Les 3 institutions gouvernement, CENI et CNSA se sont réunies au palais du peuple pendant 5 jours pour statuer sur l’évaluation du processus électoral en cours, en vue d’un report ou pas des élections et de la détermination de la durée de ce report, comme le prévoit l’accord du 31 décembre 2016.

Le communiqué sanctionnant la fin de ces assises du palais du peuple, repend plus de brouillards, sans apporter des éclaircissements sur le processus électoral, avec des exhortations, encouragements, en passant par des recommandations, sans oublier des appels et rappels.

La CENI qui a exigé 504 jours pour la tenue des élections, semble avoir obtenu le feu vert du gouvernement et du CNSA qui lui recommandent de poursuivre avec l’enrôlement au Kasaï, l’enrôlement des congolais de l’étranger et autres, « pendant autant de temps ».

Le temps derrière lequel devaient courir ces institutions est le grand absent de cette déclaration finale.

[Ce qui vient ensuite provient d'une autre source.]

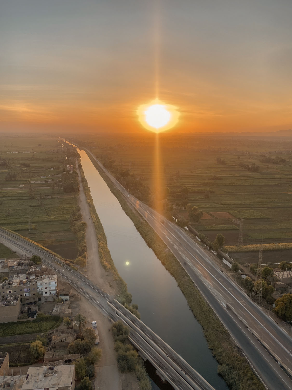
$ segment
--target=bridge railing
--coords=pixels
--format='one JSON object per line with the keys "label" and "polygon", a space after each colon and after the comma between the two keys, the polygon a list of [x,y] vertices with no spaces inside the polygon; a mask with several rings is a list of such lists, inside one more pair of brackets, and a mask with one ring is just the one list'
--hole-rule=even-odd
{"label": "bridge railing", "polygon": [[[169,241],[170,241],[170,240]],[[251,325],[250,324],[246,322],[246,321],[245,320],[244,318],[243,318],[243,314],[242,313],[241,314],[240,311],[239,311],[236,307],[235,307],[234,306],[231,306],[230,303],[232,303],[232,302],[230,303],[228,301],[227,299],[227,297],[226,297],[226,298],[224,298],[223,296],[222,296],[222,295],[218,292],[218,290],[215,288],[215,286],[214,286],[213,285],[212,282],[210,282],[209,280],[207,280],[207,279],[201,273],[201,271],[195,266],[193,264],[193,263],[191,262],[190,262],[188,260],[187,257],[186,257],[186,256],[185,255],[184,255],[184,254],[182,253],[181,251],[178,248],[178,247],[175,245],[175,244],[174,244],[172,242],[171,242],[173,246],[174,246],[176,250],[180,253],[181,255],[183,257],[185,262],[186,263],[187,263],[187,264],[188,264],[190,267],[192,268],[192,269],[194,271],[194,272],[199,277],[199,278],[201,279],[201,280],[202,280],[202,281],[203,282],[204,284],[207,287],[208,289],[209,290],[209,291],[212,292],[212,294],[215,296],[217,300],[222,305],[222,306],[223,306],[225,308],[226,308],[227,305],[228,305],[229,308],[230,310],[232,310],[232,311],[237,316],[239,319],[240,321],[241,321],[241,322],[243,324],[244,324],[245,325],[246,328],[250,331],[250,332],[252,333],[253,335],[254,335],[254,336],[257,338],[257,339],[258,339],[260,343],[261,343],[261,344],[264,346],[264,347],[266,348],[266,349],[268,351],[269,351],[269,352],[271,353],[272,356],[273,356],[274,357],[274,358],[276,359],[276,360],[278,361],[278,362],[286,370],[286,371],[290,375],[292,375],[292,370],[291,370],[291,369],[292,369],[292,354],[290,353],[291,352],[292,352],[292,350],[290,351],[290,352],[287,351],[287,363],[286,363],[285,362],[283,361],[282,359],[280,358],[280,356],[279,356],[277,355],[277,354],[275,353],[274,350],[271,347],[271,346],[268,344],[267,344],[267,342],[266,342],[264,340],[263,338],[263,333],[262,334],[261,337],[261,336],[259,334],[259,331],[258,330],[257,328],[255,326],[251,326]],[[228,292],[227,289],[226,289],[227,295],[227,292]],[[238,301],[237,300],[236,300]],[[240,304],[241,305],[241,304],[240,303],[240,302],[239,301],[238,301]],[[246,308],[245,310],[246,310]],[[250,313],[249,313],[249,312],[248,312],[248,310],[246,311],[248,311],[249,314],[250,314]],[[262,325],[260,323],[259,323],[259,324],[262,326]],[[272,335],[271,335],[269,332],[268,331],[267,331],[266,329],[266,328],[263,328],[263,332],[264,331],[265,331],[267,333],[269,333],[269,335],[271,336],[272,337],[273,337]],[[274,338],[274,339],[276,340],[276,341],[279,343],[280,345],[281,346],[281,344],[280,344],[279,342],[278,341],[278,340],[275,338],[273,337],[273,338]],[[290,365],[291,365],[291,368],[290,368]]]}

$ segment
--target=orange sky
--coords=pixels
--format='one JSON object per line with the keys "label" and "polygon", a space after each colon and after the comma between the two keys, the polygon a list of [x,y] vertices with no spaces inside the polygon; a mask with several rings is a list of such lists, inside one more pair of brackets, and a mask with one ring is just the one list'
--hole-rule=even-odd
{"label": "orange sky", "polygon": [[[0,130],[292,127],[290,0],[12,0],[0,5]],[[157,65],[157,66],[156,65]]]}

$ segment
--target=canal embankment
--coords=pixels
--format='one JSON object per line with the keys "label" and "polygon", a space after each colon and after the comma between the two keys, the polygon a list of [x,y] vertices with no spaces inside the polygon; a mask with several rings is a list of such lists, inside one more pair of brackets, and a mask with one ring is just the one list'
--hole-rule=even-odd
{"label": "canal embankment", "polygon": [[234,344],[228,332],[174,255],[149,224],[129,206],[123,195],[90,154],[88,156],[147,245],[175,278],[194,316],[203,328],[208,347],[219,363],[218,373],[231,388],[264,389],[241,351]]}

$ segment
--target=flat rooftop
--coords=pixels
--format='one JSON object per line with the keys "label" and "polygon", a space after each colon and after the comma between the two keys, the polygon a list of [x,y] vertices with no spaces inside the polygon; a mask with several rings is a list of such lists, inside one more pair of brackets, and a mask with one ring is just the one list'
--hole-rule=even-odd
{"label": "flat rooftop", "polygon": [[74,365],[30,367],[21,390],[71,386],[74,377]]}

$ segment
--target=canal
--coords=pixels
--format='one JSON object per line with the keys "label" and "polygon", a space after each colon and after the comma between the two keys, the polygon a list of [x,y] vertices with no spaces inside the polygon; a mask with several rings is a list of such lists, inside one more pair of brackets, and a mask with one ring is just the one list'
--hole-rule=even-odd
{"label": "canal", "polygon": [[[141,320],[216,390],[227,390],[202,327],[175,280],[147,246],[86,152],[78,151],[112,257],[138,305]],[[159,388],[153,382],[152,386]]]}

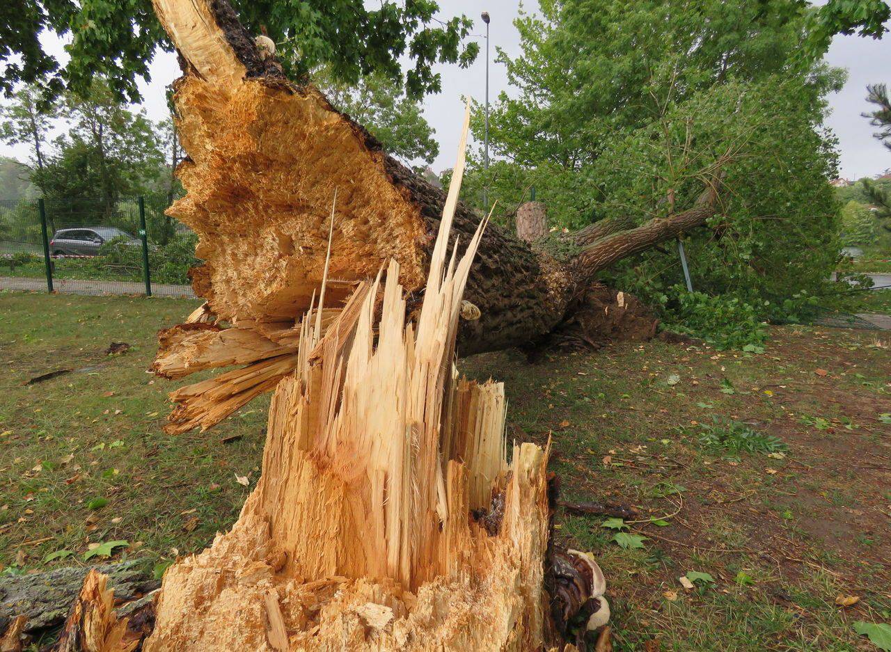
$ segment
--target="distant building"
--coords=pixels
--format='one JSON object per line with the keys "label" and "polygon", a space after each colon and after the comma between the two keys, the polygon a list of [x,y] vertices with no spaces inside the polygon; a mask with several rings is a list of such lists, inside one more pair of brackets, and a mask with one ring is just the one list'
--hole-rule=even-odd
{"label": "distant building", "polygon": [[424,168],[424,171],[421,173],[421,175],[430,184],[435,185],[437,188],[442,188],[443,187],[442,183],[439,181],[439,175],[436,172],[434,172],[433,168],[430,167],[429,166],[427,166]]}

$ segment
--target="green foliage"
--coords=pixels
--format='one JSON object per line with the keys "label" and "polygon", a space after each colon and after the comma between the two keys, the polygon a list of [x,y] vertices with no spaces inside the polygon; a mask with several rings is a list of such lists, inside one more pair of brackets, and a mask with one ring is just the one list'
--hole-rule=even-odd
{"label": "green foliage", "polygon": [[[399,60],[405,57],[413,62],[405,86],[420,96],[439,90],[434,63],[467,66],[479,49],[477,43],[462,44],[472,21],[466,16],[435,17],[439,6],[432,0],[384,0],[373,8],[361,0],[233,0],[232,4],[250,34],[259,35],[261,26],[268,30],[294,78],[327,63],[348,83],[375,71],[399,80]],[[0,24],[6,26],[0,36],[0,63],[5,64],[0,66],[0,89],[7,92],[19,82],[42,82],[52,94],[65,88],[83,93],[99,75],[109,78],[119,97],[135,102],[136,80],[148,78],[155,48],[173,49],[151,0],[4,3]],[[70,40],[67,63],[44,50],[37,36],[45,30]],[[8,62],[16,54],[21,63]]]}
{"label": "green foliage", "polygon": [[6,258],[6,263],[9,265],[9,271],[14,272],[16,267],[29,265],[37,259],[37,257],[29,251],[17,251]]}
{"label": "green foliage", "polygon": [[796,3],[807,14],[807,37],[802,55],[819,59],[829,50],[836,34],[854,34],[881,38],[887,31],[885,23],[891,19],[891,6],[885,0],[829,0],[817,9],[809,10],[810,3]]}
{"label": "green foliage", "polygon": [[627,532],[617,532],[613,534],[613,541],[618,543],[620,548],[634,550],[643,548],[643,542],[647,541],[647,537],[640,534],[629,534]]}
{"label": "green foliage", "polygon": [[439,153],[433,139],[436,132],[424,119],[417,98],[406,96],[384,75],[372,74],[349,85],[339,81],[330,69],[321,69],[313,73],[313,81],[338,110],[368,129],[390,154],[429,164]]}
{"label": "green foliage", "polygon": [[[192,232],[176,234],[167,246],[149,248],[149,269],[151,280],[159,283],[185,284],[189,282],[191,267],[200,264],[195,257],[198,236]],[[91,259],[97,269],[108,265],[141,270],[143,249],[127,238],[112,238],[99,249],[99,256]]]}
{"label": "green foliage", "polygon": [[699,444],[713,451],[725,452],[731,458],[739,459],[743,452],[771,453],[789,450],[780,437],[755,430],[741,421],[713,417],[711,424],[699,425],[702,428]]}
{"label": "green foliage", "polygon": [[681,285],[672,286],[664,296],[670,329],[701,338],[719,350],[760,346],[767,339],[758,311],[737,297],[688,292]]}
{"label": "green foliage", "polygon": [[866,86],[866,101],[875,104],[876,109],[871,113],[864,113],[864,118],[870,118],[870,124],[878,126],[879,131],[876,138],[891,150],[891,100],[888,99],[888,87],[884,84]]}
{"label": "green foliage", "polygon": [[863,179],[862,184],[867,198],[876,208],[872,216],[885,231],[891,232],[891,184],[879,184],[871,179]]}
{"label": "green foliage", "polygon": [[887,623],[864,623],[861,620],[854,623],[854,631],[862,636],[868,637],[870,642],[879,649],[891,652],[891,624]]}
{"label": "green foliage", "polygon": [[[712,338],[758,346],[760,322],[806,318],[841,248],[827,183],[838,174],[835,140],[822,120],[844,75],[795,63],[811,24],[805,4],[543,0],[541,9],[516,23],[522,55],[499,53],[515,89],[491,111],[490,147],[503,159],[486,174],[471,157],[465,200],[479,208],[487,187],[496,221],[510,224],[534,185],[552,227],[632,228],[690,208],[720,177],[717,214],[684,240],[694,288],[724,297],[715,307],[740,320],[741,336],[732,322]],[[476,106],[478,140],[482,122]],[[673,246],[601,275],[668,320],[694,317],[707,336],[719,325],[696,310],[703,297],[681,305]]]}
{"label": "green foliage", "polygon": [[[0,45],[0,60],[2,60]],[[0,87],[2,87],[0,82]],[[41,106],[40,91],[33,86],[25,86],[12,95],[12,101],[0,107],[0,140],[14,145],[28,144],[33,152],[30,166],[31,182],[44,190],[44,167],[46,162],[46,138],[53,120],[59,117],[58,109],[47,104]]]}
{"label": "green foliage", "polygon": [[841,209],[842,244],[865,245],[876,240],[876,219],[870,209],[854,200]]}
{"label": "green foliage", "polygon": [[699,582],[704,586],[712,585],[715,583],[715,578],[708,573],[701,573],[699,571],[687,571],[687,579],[696,583]]}
{"label": "green foliage", "polygon": [[92,550],[85,552],[84,561],[88,561],[94,557],[111,557],[117,549],[126,548],[128,545],[130,545],[130,542],[127,541],[107,541],[103,543],[100,543]]}

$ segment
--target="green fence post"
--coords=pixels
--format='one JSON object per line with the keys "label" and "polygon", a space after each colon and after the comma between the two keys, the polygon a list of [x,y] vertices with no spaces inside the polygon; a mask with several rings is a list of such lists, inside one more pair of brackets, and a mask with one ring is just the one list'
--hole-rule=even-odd
{"label": "green fence post", "polygon": [[139,236],[143,240],[143,276],[145,296],[151,296],[151,274],[149,273],[149,233],[145,229],[145,198],[139,198]]}
{"label": "green fence post", "polygon": [[46,206],[44,198],[37,200],[37,212],[40,213],[40,233],[44,240],[44,266],[46,268],[46,289],[53,291],[53,262],[50,260],[50,237],[46,232]]}
{"label": "green fence post", "polygon": [[687,254],[683,250],[683,240],[677,237],[677,253],[681,255],[681,266],[683,268],[683,280],[687,283],[687,291],[693,291],[693,283],[690,280],[690,268],[687,266]]}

En ce qui concerne le calendrier électoral tant attendu, gouvernement et CNSA ont simplement demandé à la commission électorale de publier le calendrier électoral « réaliste » sans dire quand.

Aucune contrainte temporelle non plus sur le gouvernement dans la mise à disposition des fonds pour la Commission électorale nationale indépendante afin qu’elle puisse parachever le processus électoral en cours.

Le Conseil national de suivi de l’accord du 31 décembre 2016 et du processus électoral a pour sa part brillé par sa passivité devant les faits. En apposant sa signature au bas de ce communiqué tel que rédigé, il s’est engagé à accompagner le gouvernement et la CENI dans leurs prévisions qui se distancient de plus en plus de l’accord de la Saint-Sylvestre.

De quoi sans doute mettre du sel sur la langue des tenants d’une « transition sans Joseph Kabila » qui vont inévitablement accroître la pression pour obtenir le départ de ce dernier. La crise tombée en hibernation grâce à l’accord, pourra encore cracher de la larve d’ici décembre 2017. L’avenir nous en révélera plus.